10 à 20 % de malnutrition en plus d’ici 2050
« La concomitance de conflits et de catastrophes naturelles d’origine climatique pourrait être plus fréquente sous l’effet du changement climatique, car celui-ci non seulement aggrave les problèmes liés à l’insécurité alimentaire et à la sous-alimentation, mais peut aussi mener inexorablement à des conflits, des crises prolongées et des situations de fragilité », expliquent les experts dans leur rapport publié le 15 septembre. Un cercle vicieux difficile à stopper.
Chaque année, 26 millions de personnes en moyenne sont déplacées à cause de catastrophes naturelles, soit presque une personne à chaque seconde. En 2015, trois fois plus de personnes se sont déplacées en raison de catastrophes naturelles qu’à cause des guerres et des violences.
« C’est un échec honteux pour nos dirigeants et nos institutions internationales, réagit Clara Jamart d’Oxfam France. Les avancées que nous avons laborieusement obtenues au cours des dernières décennies peuvent facilement être compromises. Selon certaines analyses, le nombre de personnes risquant de souffrir de la faim augmentera de 10 % à 20 % d’ici 2050 en raison du changement climatique. »
Soutenir les petites exploitations
Pour soutenir la production alimentaire dans les pays les plus pauvres, l’ONU plaide pour l’investissement sur de petites exploitations, la moyenne en Afrique n’excédant pas deux hectares. « 80% de la production totale agricole en Afrique vient des petites exploitations, qui sont au nombre de 38 à 40 millions », a ainsi rappelé Gilbert Houngbo, président du FIDA (Fonds International des Nations Unies pour le développement agricole). Début janvier, l’organisme lancera un fond d’investissement pour des petits propriétaires (small holders investment fund) qui rencontre déjà un « intérêt très fort ».
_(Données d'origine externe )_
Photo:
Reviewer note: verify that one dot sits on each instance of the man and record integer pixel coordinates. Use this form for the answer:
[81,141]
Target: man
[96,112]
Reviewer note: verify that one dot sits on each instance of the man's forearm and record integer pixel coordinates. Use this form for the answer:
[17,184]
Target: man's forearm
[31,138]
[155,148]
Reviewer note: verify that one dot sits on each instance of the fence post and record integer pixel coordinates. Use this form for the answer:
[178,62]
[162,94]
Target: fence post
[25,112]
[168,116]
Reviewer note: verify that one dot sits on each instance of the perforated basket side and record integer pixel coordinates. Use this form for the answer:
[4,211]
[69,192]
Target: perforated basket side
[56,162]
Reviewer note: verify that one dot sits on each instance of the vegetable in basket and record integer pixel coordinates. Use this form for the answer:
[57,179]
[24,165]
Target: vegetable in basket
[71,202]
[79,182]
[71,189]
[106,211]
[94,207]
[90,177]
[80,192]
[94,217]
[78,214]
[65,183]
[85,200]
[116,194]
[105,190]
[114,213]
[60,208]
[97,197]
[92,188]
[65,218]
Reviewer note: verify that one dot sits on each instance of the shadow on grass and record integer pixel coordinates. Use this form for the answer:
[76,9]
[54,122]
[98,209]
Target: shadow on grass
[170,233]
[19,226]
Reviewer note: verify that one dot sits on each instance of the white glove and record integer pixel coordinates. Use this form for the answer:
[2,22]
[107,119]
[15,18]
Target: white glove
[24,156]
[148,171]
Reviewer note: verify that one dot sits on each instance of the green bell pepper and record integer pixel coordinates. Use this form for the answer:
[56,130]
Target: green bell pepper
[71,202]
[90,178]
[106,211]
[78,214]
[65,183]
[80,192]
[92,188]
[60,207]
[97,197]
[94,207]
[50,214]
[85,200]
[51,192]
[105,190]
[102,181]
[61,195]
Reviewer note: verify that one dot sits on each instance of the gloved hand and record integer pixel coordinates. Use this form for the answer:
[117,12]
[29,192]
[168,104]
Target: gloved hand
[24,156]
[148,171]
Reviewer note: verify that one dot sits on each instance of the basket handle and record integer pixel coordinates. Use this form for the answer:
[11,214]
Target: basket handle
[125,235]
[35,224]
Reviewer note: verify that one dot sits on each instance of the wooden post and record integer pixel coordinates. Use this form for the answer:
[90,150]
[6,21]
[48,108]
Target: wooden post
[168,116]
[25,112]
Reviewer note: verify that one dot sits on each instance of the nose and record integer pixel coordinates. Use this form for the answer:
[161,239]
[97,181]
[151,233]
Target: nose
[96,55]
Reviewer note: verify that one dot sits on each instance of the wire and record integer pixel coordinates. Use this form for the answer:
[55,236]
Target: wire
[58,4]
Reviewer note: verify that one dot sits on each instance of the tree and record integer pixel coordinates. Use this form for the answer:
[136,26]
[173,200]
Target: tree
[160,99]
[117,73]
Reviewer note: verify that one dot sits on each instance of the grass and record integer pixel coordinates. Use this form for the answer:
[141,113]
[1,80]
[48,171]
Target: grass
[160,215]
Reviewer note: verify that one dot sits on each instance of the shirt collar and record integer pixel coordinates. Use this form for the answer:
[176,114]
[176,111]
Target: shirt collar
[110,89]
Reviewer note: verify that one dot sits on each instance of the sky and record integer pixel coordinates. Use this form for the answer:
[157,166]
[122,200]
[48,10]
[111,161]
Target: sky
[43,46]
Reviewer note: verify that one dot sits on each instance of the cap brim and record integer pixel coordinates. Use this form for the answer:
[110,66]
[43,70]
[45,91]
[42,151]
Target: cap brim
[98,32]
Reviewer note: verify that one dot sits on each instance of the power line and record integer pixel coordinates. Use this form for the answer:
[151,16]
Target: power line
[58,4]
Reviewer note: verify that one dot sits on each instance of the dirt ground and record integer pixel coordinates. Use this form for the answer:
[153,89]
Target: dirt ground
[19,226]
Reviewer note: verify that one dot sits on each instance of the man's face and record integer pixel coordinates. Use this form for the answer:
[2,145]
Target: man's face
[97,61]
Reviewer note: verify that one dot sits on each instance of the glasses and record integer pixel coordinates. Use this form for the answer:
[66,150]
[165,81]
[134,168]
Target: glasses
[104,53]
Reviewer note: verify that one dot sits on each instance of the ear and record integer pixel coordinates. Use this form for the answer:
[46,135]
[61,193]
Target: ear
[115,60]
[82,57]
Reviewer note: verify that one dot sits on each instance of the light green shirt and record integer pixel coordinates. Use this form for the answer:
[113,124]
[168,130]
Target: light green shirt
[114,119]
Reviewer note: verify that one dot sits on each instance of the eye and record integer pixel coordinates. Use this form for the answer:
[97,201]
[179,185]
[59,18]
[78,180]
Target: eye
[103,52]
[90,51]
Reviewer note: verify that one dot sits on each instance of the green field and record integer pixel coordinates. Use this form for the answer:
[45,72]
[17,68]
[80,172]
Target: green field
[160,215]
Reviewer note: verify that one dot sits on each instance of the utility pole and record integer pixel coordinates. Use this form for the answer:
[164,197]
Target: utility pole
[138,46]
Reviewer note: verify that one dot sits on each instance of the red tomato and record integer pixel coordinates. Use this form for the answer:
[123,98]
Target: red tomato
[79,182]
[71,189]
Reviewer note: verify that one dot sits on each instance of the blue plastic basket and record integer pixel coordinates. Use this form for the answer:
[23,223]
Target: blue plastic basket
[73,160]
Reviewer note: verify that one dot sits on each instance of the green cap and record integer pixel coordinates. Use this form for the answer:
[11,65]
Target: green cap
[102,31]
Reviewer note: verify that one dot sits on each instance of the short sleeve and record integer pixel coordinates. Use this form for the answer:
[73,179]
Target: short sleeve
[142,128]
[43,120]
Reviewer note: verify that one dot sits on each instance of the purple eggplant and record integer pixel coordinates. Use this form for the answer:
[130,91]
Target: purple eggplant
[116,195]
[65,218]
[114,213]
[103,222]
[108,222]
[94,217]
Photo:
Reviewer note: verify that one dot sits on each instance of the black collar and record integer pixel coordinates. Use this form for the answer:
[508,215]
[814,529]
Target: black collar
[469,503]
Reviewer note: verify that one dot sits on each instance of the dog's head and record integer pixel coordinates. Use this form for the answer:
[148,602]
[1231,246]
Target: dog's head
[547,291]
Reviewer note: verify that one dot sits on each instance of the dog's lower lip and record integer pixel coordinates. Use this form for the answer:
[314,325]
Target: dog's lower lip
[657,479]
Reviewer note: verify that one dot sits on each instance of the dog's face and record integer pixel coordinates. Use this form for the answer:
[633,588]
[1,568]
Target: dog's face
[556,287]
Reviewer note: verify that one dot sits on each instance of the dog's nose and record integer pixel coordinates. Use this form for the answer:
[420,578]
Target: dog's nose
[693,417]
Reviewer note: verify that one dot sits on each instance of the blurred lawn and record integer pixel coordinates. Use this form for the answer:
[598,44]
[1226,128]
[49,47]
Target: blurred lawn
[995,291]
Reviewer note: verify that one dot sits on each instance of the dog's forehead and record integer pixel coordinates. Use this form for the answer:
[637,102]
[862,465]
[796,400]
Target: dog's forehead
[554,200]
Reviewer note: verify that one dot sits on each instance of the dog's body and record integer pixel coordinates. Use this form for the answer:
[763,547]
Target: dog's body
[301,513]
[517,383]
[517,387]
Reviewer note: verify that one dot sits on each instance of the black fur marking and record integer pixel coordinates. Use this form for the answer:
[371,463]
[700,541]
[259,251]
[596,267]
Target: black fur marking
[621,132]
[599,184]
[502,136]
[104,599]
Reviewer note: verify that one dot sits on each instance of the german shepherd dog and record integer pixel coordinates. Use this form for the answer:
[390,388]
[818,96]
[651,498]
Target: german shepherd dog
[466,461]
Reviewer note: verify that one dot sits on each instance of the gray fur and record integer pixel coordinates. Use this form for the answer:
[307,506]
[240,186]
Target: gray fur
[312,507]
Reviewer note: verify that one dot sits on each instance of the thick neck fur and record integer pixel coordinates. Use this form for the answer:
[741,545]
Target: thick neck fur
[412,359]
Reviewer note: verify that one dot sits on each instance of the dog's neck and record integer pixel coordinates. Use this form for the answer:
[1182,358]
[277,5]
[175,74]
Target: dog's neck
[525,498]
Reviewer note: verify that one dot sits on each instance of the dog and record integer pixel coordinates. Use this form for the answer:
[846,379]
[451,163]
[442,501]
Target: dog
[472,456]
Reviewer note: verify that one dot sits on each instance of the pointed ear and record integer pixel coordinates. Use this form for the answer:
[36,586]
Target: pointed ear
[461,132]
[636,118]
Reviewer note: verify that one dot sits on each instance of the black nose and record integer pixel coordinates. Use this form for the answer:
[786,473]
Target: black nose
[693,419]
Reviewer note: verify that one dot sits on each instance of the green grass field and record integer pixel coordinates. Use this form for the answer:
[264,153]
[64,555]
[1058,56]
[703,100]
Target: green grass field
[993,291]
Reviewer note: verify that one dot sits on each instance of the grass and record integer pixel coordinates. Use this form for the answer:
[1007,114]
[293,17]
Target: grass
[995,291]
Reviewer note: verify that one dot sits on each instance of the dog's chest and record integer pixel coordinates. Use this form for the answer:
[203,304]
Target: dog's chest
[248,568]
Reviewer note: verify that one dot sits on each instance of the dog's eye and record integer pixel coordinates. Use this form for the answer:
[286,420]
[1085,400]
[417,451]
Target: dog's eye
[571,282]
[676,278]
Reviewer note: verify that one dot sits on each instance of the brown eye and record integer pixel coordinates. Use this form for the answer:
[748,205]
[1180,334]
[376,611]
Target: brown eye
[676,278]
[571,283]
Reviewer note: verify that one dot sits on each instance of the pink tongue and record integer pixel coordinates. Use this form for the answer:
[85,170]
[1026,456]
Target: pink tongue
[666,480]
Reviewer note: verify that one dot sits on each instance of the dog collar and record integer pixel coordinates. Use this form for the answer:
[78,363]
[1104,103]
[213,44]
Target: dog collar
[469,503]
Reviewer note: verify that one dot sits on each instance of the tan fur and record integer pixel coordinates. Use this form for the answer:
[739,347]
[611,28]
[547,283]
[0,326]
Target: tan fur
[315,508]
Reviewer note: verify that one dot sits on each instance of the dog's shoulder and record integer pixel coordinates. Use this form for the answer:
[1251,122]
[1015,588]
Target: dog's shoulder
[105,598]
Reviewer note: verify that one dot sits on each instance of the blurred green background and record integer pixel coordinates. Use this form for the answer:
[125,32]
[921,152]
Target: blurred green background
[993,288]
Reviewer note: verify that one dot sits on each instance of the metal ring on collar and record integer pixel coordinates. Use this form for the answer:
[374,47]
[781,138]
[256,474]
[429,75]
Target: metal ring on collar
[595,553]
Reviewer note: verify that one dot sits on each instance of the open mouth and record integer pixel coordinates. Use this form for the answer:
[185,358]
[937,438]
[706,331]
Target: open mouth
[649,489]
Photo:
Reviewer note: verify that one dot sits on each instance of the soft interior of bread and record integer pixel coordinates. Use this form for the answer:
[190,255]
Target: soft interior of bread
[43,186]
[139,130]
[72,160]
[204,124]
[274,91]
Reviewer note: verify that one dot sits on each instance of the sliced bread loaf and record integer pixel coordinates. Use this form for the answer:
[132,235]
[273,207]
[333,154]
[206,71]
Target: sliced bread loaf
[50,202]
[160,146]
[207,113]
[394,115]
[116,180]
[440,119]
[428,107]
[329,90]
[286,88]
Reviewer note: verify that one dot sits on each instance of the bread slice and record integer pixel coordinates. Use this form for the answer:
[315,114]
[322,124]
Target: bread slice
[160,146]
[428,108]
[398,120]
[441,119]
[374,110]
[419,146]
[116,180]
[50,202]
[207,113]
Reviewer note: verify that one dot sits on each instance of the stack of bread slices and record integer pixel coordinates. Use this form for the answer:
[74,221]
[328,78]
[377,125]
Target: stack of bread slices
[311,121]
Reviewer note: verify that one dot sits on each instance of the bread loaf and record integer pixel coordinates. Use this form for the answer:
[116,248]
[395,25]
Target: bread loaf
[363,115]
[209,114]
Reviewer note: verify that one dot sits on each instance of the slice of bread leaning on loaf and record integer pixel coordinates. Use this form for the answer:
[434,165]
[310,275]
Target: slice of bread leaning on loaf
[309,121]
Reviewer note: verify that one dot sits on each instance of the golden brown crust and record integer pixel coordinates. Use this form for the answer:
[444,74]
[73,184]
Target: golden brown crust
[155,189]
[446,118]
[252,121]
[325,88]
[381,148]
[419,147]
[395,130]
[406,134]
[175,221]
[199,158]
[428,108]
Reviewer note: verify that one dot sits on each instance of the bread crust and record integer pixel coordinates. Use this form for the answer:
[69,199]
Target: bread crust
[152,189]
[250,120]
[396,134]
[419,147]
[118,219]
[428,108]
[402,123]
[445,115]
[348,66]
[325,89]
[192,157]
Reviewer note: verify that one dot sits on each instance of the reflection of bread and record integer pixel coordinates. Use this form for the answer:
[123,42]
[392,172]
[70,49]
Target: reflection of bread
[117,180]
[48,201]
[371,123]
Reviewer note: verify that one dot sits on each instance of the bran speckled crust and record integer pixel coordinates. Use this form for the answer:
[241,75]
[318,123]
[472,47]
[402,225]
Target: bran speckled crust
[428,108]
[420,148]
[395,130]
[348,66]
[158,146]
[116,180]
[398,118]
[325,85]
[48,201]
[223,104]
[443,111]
« S’il permet de générer des profits colossaux pour une poignée d’entreprises agroalimentaires multinationales et de spéculateurs, l’agrobusiness ne permet pas, et ne permettra jamais d’assurer le droit à l’alimentation des plus pauvres, rajoute Clara Jamart d’Oxfam France. La faim n’est pas un problème lié à une pénurie de nourriture. Nous produisons aujourd’hui, à l’échelle de la planète, largement assez de denrées alimentaires pour assurer le droit à l’alimentation de tous. » L’ONG lance ainsi un message d’alerte au président de la République, Emmanuel Macron, alors que se tiennent en ce moment les États généraux de l’alimentation.